Database di riferimento per succo d'arancia e miele
Nella prossima fase del progetto, i partner continueranno a sviluppare il sistema di laboratorio e lo convertiranno in un primo prototipo compatto. Utilizzando questo sistema, il DIL analizzerà i campioni alimentari rispetto a metodi di riferimento consolidati. L'istituto sta costruendo un database di riferimento utilizzando tecniche standard come la spettroscopia NIR e NMR come punto di riferimento per la successiva convalida. Il succo d'arancia e il miele sono i primi campioni alimentari analizzati. Con il prototipo i ricercatori eseguiranno misurazioni comparative per valutare e perfezionare le prestazioni analitiche. Ciò consentirà di ampliare la banca dati e di trarre conclusioni sull'origine e la composizione dei prodotti alimentari, con vantaggi in termini di velocità, precisione e facilità d'uso rispetto ai metodi attuali.

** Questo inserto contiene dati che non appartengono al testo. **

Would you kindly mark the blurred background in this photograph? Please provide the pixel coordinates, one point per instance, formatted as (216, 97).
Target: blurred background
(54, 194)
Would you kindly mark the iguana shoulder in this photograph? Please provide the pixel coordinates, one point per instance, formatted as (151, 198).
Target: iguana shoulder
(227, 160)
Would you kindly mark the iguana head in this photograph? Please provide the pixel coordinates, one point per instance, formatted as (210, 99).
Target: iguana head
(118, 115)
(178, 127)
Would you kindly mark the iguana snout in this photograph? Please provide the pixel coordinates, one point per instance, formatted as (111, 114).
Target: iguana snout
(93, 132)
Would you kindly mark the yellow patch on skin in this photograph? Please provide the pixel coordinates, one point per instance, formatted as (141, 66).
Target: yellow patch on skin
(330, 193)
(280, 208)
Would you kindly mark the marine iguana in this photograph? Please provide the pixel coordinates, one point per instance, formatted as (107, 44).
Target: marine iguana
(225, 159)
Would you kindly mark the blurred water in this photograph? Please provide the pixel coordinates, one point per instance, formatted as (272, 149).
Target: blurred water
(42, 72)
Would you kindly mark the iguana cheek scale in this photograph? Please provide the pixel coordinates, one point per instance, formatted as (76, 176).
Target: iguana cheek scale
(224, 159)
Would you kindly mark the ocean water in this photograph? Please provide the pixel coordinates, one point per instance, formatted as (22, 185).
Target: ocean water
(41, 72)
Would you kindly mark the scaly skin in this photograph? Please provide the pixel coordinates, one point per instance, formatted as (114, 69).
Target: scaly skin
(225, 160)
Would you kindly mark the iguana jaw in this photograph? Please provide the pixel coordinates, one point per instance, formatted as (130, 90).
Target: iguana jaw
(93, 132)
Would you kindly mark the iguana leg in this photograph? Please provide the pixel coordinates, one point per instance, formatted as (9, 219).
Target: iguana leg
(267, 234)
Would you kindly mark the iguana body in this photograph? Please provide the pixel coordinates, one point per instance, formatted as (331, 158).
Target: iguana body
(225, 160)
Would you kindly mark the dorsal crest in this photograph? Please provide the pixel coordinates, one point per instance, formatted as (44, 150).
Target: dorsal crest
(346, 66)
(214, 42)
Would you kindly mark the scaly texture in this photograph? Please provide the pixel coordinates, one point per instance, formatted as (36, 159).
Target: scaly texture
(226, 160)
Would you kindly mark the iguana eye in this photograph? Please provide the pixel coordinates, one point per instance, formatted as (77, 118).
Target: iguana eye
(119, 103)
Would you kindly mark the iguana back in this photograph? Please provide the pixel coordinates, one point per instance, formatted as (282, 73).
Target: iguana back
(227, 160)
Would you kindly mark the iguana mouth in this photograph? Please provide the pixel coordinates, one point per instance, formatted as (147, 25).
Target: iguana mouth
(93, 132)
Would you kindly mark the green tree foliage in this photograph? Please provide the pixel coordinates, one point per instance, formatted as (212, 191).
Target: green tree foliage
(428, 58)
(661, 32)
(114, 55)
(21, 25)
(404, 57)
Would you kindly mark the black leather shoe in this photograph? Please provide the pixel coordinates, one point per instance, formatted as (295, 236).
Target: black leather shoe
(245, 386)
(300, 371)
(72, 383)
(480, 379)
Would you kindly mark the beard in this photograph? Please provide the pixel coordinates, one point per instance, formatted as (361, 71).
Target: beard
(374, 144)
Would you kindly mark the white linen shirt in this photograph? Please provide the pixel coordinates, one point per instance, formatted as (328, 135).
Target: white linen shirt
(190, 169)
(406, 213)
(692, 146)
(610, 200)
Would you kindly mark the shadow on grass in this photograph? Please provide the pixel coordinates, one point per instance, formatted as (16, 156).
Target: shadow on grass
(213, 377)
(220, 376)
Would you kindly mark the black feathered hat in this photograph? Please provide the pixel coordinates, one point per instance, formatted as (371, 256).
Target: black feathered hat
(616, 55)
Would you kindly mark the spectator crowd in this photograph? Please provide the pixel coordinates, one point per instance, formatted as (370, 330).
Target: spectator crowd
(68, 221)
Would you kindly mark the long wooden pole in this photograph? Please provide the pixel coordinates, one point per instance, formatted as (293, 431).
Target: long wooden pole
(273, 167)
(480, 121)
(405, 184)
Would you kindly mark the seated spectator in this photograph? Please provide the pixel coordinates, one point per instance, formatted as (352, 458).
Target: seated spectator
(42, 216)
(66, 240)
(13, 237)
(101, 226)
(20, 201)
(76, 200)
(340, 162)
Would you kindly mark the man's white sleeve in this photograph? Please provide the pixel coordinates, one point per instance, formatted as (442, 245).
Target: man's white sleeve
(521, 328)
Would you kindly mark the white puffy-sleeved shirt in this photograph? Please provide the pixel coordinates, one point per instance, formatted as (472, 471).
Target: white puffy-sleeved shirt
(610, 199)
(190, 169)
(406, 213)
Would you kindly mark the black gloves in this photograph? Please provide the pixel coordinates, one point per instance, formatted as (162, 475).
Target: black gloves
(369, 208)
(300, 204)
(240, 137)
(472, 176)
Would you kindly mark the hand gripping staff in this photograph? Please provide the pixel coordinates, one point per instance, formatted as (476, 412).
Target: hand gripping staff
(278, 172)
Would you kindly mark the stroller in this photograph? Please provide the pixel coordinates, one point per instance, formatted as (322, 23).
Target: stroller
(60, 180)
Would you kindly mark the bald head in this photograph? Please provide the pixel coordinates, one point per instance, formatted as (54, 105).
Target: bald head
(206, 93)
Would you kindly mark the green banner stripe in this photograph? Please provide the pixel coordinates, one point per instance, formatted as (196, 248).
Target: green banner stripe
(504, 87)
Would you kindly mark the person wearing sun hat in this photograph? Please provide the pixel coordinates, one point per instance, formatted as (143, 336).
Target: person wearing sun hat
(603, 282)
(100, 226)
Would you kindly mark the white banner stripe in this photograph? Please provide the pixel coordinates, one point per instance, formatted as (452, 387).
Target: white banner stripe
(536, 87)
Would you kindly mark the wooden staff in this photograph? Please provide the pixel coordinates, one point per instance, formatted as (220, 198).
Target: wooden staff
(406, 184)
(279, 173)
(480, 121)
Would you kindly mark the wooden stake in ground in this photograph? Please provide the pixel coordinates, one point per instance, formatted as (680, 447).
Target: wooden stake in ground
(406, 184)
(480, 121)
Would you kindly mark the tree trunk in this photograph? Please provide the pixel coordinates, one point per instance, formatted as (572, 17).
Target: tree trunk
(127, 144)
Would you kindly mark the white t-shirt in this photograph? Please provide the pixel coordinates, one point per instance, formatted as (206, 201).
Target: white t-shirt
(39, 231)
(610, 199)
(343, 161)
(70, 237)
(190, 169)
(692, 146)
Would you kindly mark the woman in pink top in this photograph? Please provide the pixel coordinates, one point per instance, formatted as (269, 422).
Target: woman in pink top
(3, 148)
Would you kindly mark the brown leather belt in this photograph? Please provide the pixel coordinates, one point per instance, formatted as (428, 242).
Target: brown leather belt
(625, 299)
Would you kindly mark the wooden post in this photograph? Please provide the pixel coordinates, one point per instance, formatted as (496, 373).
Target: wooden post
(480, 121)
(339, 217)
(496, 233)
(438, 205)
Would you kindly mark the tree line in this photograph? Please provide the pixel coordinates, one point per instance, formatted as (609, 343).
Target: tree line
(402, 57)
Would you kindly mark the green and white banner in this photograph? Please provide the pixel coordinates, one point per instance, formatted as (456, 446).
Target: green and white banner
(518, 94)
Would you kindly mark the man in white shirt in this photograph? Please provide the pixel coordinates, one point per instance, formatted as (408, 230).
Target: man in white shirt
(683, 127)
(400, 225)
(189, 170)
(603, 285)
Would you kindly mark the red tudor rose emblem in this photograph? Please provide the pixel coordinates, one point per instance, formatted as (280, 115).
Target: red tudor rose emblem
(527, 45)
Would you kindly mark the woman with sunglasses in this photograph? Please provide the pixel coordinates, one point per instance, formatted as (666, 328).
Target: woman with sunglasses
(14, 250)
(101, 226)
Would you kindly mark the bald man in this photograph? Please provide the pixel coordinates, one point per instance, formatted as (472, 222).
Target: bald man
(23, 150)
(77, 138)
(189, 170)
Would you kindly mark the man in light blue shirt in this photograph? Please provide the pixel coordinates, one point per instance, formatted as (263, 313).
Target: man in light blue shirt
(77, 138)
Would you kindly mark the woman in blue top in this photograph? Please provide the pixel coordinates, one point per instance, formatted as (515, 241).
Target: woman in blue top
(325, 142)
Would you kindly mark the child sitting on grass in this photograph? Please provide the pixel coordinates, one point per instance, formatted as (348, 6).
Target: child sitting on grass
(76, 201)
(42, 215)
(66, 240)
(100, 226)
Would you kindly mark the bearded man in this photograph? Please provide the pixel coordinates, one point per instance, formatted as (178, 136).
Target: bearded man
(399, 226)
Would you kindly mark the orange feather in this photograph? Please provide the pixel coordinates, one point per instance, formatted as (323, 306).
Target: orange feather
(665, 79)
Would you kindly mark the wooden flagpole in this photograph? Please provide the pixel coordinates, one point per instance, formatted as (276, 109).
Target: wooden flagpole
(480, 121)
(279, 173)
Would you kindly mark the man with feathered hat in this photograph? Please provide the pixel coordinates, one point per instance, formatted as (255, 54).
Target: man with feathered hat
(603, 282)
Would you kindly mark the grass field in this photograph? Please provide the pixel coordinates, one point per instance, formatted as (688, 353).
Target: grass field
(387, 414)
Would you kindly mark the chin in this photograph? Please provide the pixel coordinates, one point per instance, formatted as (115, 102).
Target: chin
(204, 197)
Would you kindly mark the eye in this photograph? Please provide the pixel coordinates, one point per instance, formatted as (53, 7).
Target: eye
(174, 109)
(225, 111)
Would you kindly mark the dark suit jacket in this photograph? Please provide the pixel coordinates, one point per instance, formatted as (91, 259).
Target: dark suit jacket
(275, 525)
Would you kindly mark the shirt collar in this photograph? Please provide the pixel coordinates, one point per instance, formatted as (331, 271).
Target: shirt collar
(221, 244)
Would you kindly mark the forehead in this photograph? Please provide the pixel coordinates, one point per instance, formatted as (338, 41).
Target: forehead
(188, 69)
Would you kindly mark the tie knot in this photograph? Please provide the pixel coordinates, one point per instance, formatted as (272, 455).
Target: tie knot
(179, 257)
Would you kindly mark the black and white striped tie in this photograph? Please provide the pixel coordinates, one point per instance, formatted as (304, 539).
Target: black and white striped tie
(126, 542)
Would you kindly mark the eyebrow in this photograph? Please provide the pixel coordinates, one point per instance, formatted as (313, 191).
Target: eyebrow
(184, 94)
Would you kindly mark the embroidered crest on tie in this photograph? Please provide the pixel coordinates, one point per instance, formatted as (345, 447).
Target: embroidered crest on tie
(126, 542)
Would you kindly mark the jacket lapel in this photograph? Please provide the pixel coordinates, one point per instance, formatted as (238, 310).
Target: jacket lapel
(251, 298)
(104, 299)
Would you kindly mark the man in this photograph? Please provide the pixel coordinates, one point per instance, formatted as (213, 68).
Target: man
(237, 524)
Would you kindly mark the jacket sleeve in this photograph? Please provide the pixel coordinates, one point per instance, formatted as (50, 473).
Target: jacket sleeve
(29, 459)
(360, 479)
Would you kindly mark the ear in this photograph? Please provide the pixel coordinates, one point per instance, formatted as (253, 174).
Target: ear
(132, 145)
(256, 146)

I partner del progetto mirano a gettare le basi per un sistema industriale sufficientemente piccolo ed economico da poter essere utilizzato su larga scala. La loro visione a lungo termine è quella di integrare questa funzionalità direttamente in uno smartphone, in modo che tutti possano sapere esattamente cosa c'è nei loro alimenti.
Informazioni su QSPEC
Il progetto QSPEC è finanziato dal Ministero federale tedesco per la ricerca, la tecnologia e lo spazio (BMFTR) nell'ambito dell'iniziativa di finanziamento "Lighthouse Projects in Quantum-Based Metrology for Addressing Societal Challenges". Il coordinatore del consorzio è AMO GmbH. Altri partner sono il Laser Zentrum Hannover e.V. (LZH), il gruppo di ricerca Photonic Quantum Technologies della Leibniz University Hannover (LUH), TOPTICA SE, AMOtronics UG e DIL Deutsches Institut für Lebensmitteltechnik e.V. I partner associati sono AIRSENSE Analytics GmbH, J&M Analytik, VPIphotonics GmbH e Food Processing Initiative e.V.